8.3. If VelopA incurs costs in connection with an unjustified or late complaint, the Customer must reimburse these costs.
9.1. VelopA will ensure as far as possible that the most recent product specifications and maintenance instructions pertaining to the delivery agreed between the Customer and VelopA are available on its website.
9.2. VelopA reserves the right to make minor changes to its products. Colour and form deviations compared to the product description in the catalogue or on the VelopA website that do not materially affect the quality and function, as well as minor deviations in weight and dimensions, do not constitute a non-conformity and cannot justify any complaint.
9.3. Unless otherwise agreed, VelopA guarantees the soundness of the construction and the material of the delivered products for a period of five (5) years after delivery. Wood, bamboo and plastic parts have a guarantee period of two (2) years after delivery. For the coating on metal, glue and sealant, lacquer and wood stain, moving parts and electronic parts, there is guarantee period of one (1) year after delivery.
9.4 The guarantee referred to in this article does not apply to defects not caused by VelopA or - if applicable - its manufacturer, to material and construction defects caused by inappropriate or incorrect use, to normal wear and tear, unsuitable location due to high salt concentrations or high humidity, to damage caused by vandalism in the broadest sense, to incorrect installation or assembly not carried out by VelopA, to products that have been altered or repaired by the Customer or third parties, or to failure by the Customer to carry out the maintenance prescribed by VelopA, or is other failure to maintain.

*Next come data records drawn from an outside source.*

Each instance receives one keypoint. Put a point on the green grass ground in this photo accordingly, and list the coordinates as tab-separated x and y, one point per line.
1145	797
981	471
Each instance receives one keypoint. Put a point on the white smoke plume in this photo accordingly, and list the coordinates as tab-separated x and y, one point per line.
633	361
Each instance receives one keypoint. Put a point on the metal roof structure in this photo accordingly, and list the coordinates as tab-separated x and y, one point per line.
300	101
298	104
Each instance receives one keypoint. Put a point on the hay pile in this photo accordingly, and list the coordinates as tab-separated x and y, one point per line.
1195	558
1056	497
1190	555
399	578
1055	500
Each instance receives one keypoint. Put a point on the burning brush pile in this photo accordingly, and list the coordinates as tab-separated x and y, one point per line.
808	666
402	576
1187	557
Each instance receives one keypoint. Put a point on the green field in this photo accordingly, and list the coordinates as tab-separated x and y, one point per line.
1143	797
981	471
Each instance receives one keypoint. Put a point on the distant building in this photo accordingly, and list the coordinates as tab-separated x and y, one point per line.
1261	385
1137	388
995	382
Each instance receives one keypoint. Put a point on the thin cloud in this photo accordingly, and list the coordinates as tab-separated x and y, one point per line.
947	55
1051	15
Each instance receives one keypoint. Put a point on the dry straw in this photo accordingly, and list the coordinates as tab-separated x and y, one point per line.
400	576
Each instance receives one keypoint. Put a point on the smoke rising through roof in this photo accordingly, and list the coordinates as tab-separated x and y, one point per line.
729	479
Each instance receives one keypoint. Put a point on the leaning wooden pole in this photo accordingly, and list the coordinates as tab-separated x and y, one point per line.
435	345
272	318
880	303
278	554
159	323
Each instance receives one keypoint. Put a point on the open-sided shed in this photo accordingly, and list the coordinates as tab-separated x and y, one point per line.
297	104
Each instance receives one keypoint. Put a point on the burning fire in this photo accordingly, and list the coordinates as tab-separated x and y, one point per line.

9.5. A product that meets the product specifications referred to in this article and a guarantee provided by VelopA is considered to be in compliance with the contract. In the event that a product does not comply, the provisions set out in Articles 8 and 10 shall apply.
10.1. In the event that VelopA is liable for loss suffered by the Customer in connection with any contract and VelopA is insured for such loss, its liability for such loss shall be limited to the amount actually paid out by its insurer, plus the excess.
10.2. The total liability of VelopA for loss related to any contract, regardless of its basis, and for which it is not insured, is always limited to the amount that was or could have been charged for the performance causing the loss (excluding VAT), up to a maximum of € 25,000.
10.3. VelopA is not liable for consequential loss, namely loss of turnover, loss of profit, stagnation loss, loss resulting from third-party claims, or loss of future income capacity.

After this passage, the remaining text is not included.